Examples: Margarita Gose by Cigar City Brewing, Mojito Blonde Ale by Funky Buddha Brewery, Paloma by Sierra Nevada Brewing Co.
Non-Alcoholic
We’ve covered the rise of Athletic Brewing Co., the industry leader in non-alcoholic beer. Public perception is rapidly shifting towards not just acceptance, but enthusiasm for what was once considered by many to be a joke. What we can expect to see in 2023 is more traditional breweries embracing the style to welcome a wider range of drinkers.
Further, we can expect this change in perception to alter how we drink. Weekend day drinking is growing in popularity, which often lasts all day. NA beers offer a buffer without breaking the continuity of the beer drinking experience, along with far fewer calories. There are also no legal issues in shipping NA beer. If a brewer can perfect recipes to mirror full-ABV versions, we may see new drinking avenues open up.
Examples: Run Wild IPA by Athletic Brewing Co., Special Effects Hoppy Amber by Brooklyn Brewery, Oatmeal Dark by Bravus Brewing
Golden IPA
To retailers, IPAs are money, because they sell. To brewers, hops and their cost mean a lot of green going in and coming out. To the novice drinker, the letters IPA are a greenlight in terms of preference. Green is old news, and Gold is new news.
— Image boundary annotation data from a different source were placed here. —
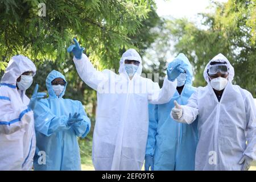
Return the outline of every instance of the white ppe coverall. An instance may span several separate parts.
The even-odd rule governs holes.
[[[36,67],[27,57],[13,56],[0,84],[0,170],[31,170],[35,150],[33,111],[30,99],[18,90],[16,79]]]
[[[228,83],[218,99],[207,73],[212,61],[227,63]],[[204,77],[208,82],[191,96],[179,122],[188,124],[198,117],[199,141],[196,152],[196,170],[241,170],[243,155],[256,159],[256,107],[251,94],[233,85],[233,67],[222,54],[207,65]],[[246,144],[246,141],[247,144]]]
[[[125,60],[139,61],[130,80]],[[148,127],[148,102],[168,102],[174,95],[176,81],[166,77],[163,88],[141,76],[142,60],[139,53],[129,49],[119,61],[119,75],[110,70],[96,71],[87,56],[73,58],[82,80],[97,91],[97,109],[92,148],[96,170],[141,170],[145,156]]]

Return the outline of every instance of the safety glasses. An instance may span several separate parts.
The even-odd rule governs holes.
[[[139,61],[136,61],[136,60],[126,60],[125,61],[125,64],[134,64],[135,65],[137,65],[137,66],[138,66],[139,65]]]
[[[210,76],[216,75],[218,73],[221,75],[228,75],[229,69],[226,64],[217,64],[210,65],[208,68],[208,73]]]
[[[66,82],[64,81],[60,81],[60,80],[53,80],[52,81],[52,85],[65,85],[66,84]]]
[[[31,76],[34,76],[35,75],[35,72],[33,71],[28,71],[22,73],[22,75],[28,75]]]

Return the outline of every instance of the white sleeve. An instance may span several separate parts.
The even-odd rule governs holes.
[[[22,106],[18,110],[13,107],[14,101],[0,92],[0,134],[11,134],[33,120],[32,111],[27,106]]]
[[[256,106],[250,93],[247,92],[245,101],[246,114],[246,141],[244,154],[256,160]]]
[[[180,118],[175,119],[172,118],[171,111],[171,117],[175,121],[183,123],[191,124],[197,117],[199,110],[197,105],[197,91],[196,90],[188,100],[186,105],[181,106],[183,109],[183,114]]]
[[[162,104],[169,102],[176,92],[177,81],[171,81],[167,76],[164,78],[163,87],[160,89],[158,83],[152,82],[152,89],[148,92],[148,102],[152,104]]]
[[[87,56],[83,53],[81,59],[73,59],[76,70],[81,78],[93,89],[97,90],[98,86],[108,80],[108,76],[93,67]]]

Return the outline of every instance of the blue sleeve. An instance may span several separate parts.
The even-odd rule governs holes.
[[[65,115],[56,117],[45,103],[46,100],[41,100],[36,104],[34,110],[35,128],[46,136],[50,136],[55,132],[68,130],[67,121],[68,117]]]
[[[146,155],[151,156],[154,156],[154,154],[155,136],[158,125],[158,108],[157,105],[148,105],[148,134],[146,147]]]
[[[90,120],[87,117],[82,103],[78,102],[78,104],[79,106],[79,112],[83,120],[72,125],[72,129],[77,136],[84,138],[89,133],[89,131],[90,131],[91,125]]]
Golden IPA is an unofficial style, part marketing term, and part conglomeration of associated flavor attributes. The style harks back to the golden days of West Coast IPA, which itself is seeing a renewed interest, and combines that style’s hallmarks with updated hop choices. In the case of Stone Brewing’s Moxee Gold, that means combining Centennial with El Dorado. Of course, Gold IPA should pour a bright gold color with a fluffy head like a Golden Ale. Golden ales, by the way, are selling very well right now. Perhaps if you’re going to invest your hard-earned cash in beer, you should put it into gold? In keeping with this year’s theme, look for Golden IPA as a way to enjoy bold hop aromas on top of a crisp, clean base.
Examples: Gold IPA by East Brother Beer Co., India Golden Ale by Breakside Brewery, Space Needle Golden IPA by Pike Brewing, Tropical Golden IPA by Deschutes Brewery
Package Size
Packaging preferences are evolving, too. Bottles continue to lose shelf space to cans, and as cans grow in ubiquity, a desire for variety in shape and size grows. Consumers have expressed growing interest in 19.2 ounce “stovepipe” cans, often in favor of 12-ounce options. Many drinkers consider it the perfect size for a single serve, enough to pour into a pint glass and have a little left over to top off or share with a friend. Anything more or less doesn’t meet the Goldilocks range.
Taller, thin cans are also growing in popularity, as is acceptance of small pours down at the pub. Greater flexibility and post-session mobility are often cited for the latter.
Examples: 19.2 Ounce Can by American Canning Co., Slim Can by Iron Heart Canning, Small Pour by Suds Monkey Brewing Co.
Light and Tight
In 2023, what’s true for the wallet is true for beer preferences. Brewers and consumers are feeling financial pressure, on top of an increasing interest in health-conscious choices. Emerging beer trends are a clear representation. Thankfully, lighter styles are typically less expensive, and therefore, there’s a nice synergy about where things are headed. Look forward to a year of refinement, folks. And now that the tides are turning, look forward to an ensuing backlash in the next few years.